I am having a problem of opening jpeg files. I never deleted or modifiled these jpeg files. I tried to open them up today and I got an error message as follows:
" Lodaing of one or more plug-in files failed. The plug-in files may be corrupt or invalid"

I badly need these files. I see the files in the folder with all the infomation like file extension, size...etc. What should I do? Pls help me.

Gune'


----------



## koala (Mar 27, 2005)

Hi, welcome to TSF

What program are you using to view the files?

Can you see them in Windows Explorer using right-click > Preview?

It sounds like your image editing program is faulty or needs the jpeg plugin to be reinstalled.


----------



## RUGRLN (Apr 29, 2008)

I'm guessing you are using Photoshop? Could be a faulty plug in, if Ps..
Did you try opening it with Windows Picture Fax Viewer or Photo Gallery in Vista..
Which ever photo viewing program you are using, one things for sure, you need to reinstall the plug in possibly for JPG which might be corrupted.


----------



## Gun' (Dec 27, 2008)

I think you are right. I tried to open my jpeg files in Windows Explorer, Windows Picture Fax Viewer, Corel Photo Paint but no luck. How do I reinstall the plugs? 
I badly need help. Thanx for replies.


----------



## Gun' (Dec 27, 2008)

*Plug in files corrupted*

I want to re install plug in files in order to see my jpeg files in Corel Photo Paint. Pls. someone help me. I have no clue how to re-install the plug in files. I cannot open these files any program including Internet Explorer, Windows Picture and Fax Viewer...etc. Whenever I tried to open them I get the following message.

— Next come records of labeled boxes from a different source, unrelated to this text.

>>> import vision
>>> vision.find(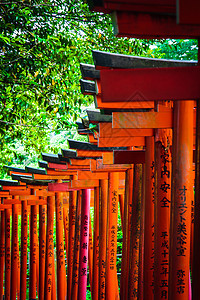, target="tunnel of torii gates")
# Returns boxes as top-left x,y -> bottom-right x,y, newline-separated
0,0 -> 200,300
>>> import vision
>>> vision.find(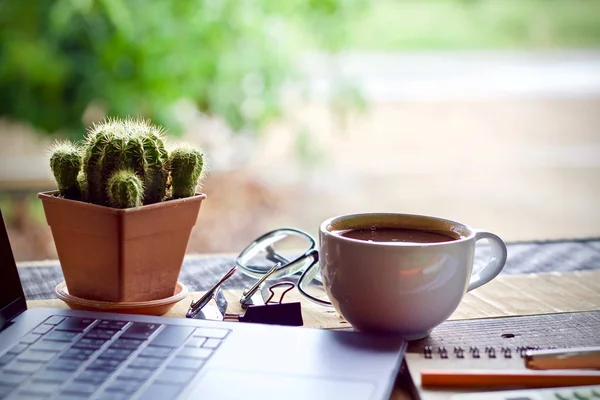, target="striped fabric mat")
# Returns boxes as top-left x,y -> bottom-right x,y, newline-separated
19,238 -> 600,300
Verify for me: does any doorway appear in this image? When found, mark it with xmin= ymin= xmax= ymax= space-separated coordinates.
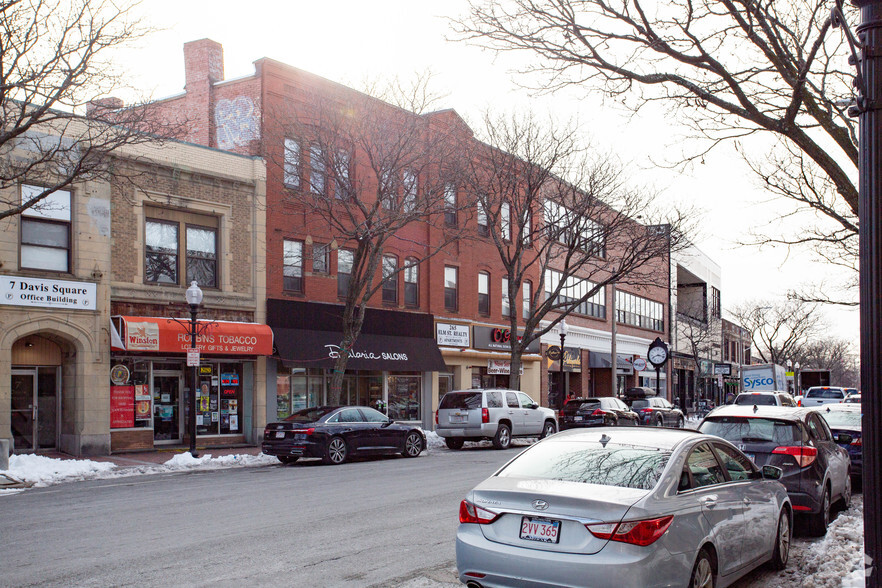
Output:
xmin=11 ymin=366 xmax=61 ymax=453
xmin=151 ymin=370 xmax=183 ymax=444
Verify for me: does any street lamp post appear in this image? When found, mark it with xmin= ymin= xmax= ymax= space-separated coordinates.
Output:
xmin=557 ymin=319 xmax=567 ymax=410
xmin=186 ymin=280 xmax=202 ymax=457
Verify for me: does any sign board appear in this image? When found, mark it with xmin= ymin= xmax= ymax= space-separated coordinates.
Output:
xmin=435 ymin=323 xmax=472 ymax=347
xmin=0 ymin=276 xmax=97 ymax=310
xmin=187 ymin=348 xmax=199 ymax=367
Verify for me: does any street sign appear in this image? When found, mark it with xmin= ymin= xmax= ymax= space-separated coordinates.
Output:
xmin=187 ymin=348 xmax=199 ymax=367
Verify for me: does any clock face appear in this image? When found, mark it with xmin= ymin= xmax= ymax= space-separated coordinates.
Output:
xmin=646 ymin=347 xmax=668 ymax=365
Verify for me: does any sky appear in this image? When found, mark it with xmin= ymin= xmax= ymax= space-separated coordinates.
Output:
xmin=106 ymin=0 xmax=859 ymax=340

" Lodaing of one or more plug-in files failed. The plug-in files may be corrupt or invalid"


----------



## dm01 (Oct 10, 2006)

Sounds like part of your Windows install is corrupt. Do you have a System Restore point from before this happened?


----------



## Gun' (Dec 27, 2008)

I am a stranger to IT and don't know that much about computer stuff. I don't have a System Restore point ( I don't know what this is? I you talking about system back up? NO, I don't have.)


----------